El cardenal Ratzinger –Benedicto XVI– en su primer tomo sobre Jesús de Nazaret manifestó su gran predilección por este atributo que no ha dejado nunca de atraerle por su apariencia enigmática: "Hijo del Hombre". Hombre con mayúscula. Como también lo escribiera León Felipe para afirmar en verso que "el Hombre es lo que importa". Hombre que para el poeta tal vez sea Cristo porque "El Cristo... es el Hombre" —titula.
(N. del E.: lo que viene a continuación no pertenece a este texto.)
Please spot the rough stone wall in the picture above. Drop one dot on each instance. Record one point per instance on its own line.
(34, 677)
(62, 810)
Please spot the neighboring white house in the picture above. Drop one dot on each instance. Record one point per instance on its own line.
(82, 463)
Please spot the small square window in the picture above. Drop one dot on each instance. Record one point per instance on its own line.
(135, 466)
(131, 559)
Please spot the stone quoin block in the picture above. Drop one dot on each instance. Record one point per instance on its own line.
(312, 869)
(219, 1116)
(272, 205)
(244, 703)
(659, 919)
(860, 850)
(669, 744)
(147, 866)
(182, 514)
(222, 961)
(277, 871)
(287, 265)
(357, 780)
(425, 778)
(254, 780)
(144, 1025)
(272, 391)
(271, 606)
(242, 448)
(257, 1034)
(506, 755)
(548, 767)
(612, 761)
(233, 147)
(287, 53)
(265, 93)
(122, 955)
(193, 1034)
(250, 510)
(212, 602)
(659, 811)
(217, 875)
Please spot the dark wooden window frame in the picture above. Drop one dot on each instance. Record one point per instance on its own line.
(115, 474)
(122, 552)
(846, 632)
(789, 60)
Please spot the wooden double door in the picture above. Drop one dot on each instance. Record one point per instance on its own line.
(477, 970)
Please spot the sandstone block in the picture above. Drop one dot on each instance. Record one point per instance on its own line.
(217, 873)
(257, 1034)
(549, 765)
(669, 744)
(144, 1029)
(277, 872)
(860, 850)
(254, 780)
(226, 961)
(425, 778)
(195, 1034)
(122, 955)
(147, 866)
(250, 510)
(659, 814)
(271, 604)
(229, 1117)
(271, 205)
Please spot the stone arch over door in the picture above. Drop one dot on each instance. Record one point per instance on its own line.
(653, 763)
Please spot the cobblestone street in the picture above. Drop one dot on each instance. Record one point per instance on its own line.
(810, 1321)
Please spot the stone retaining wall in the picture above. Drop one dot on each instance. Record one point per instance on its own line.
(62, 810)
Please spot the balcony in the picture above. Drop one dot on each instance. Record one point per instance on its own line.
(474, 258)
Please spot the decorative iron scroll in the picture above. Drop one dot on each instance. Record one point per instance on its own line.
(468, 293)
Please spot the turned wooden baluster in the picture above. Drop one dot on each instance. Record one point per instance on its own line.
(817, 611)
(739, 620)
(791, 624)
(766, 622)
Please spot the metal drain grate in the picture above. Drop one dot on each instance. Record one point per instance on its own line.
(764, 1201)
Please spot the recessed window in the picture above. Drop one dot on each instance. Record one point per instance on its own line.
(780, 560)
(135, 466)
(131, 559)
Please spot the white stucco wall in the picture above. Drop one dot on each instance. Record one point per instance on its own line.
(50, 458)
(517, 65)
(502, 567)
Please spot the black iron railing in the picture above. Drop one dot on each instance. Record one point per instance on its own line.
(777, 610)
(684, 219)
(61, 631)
Precisamente, en este largo poema, el poeta zamorano diferencia con cierto optimismo entre la España de las formas que se desgastan o se mueren y la de las esencias eternas "que comienzan a organizarse de nuevo". Leídos los versos, frente a la España de las formas, la de "los ritos sin sentido..." y otras cosas vacías, anhelo la de las esencias, la de "la substancia prístina de que está hecho el árbol y el cuerpo del hombre"... Lo que temo es que esa España de las formas que dice el poeta que se desgastan –sí, la de "los hombres huecos..." y otras cosas vacías– aún pervive. Las formas vacuas que dice el poeta que se mueren, no se mueren. Se multiplican alejándonos de las esencias.

Las comuniones –así quiero– son fiesta porque al haber comunión hay comunidad. Fraternidad de los hijos de Dios, de los hijos del hijo del Hombre. Hombre con mayúscula.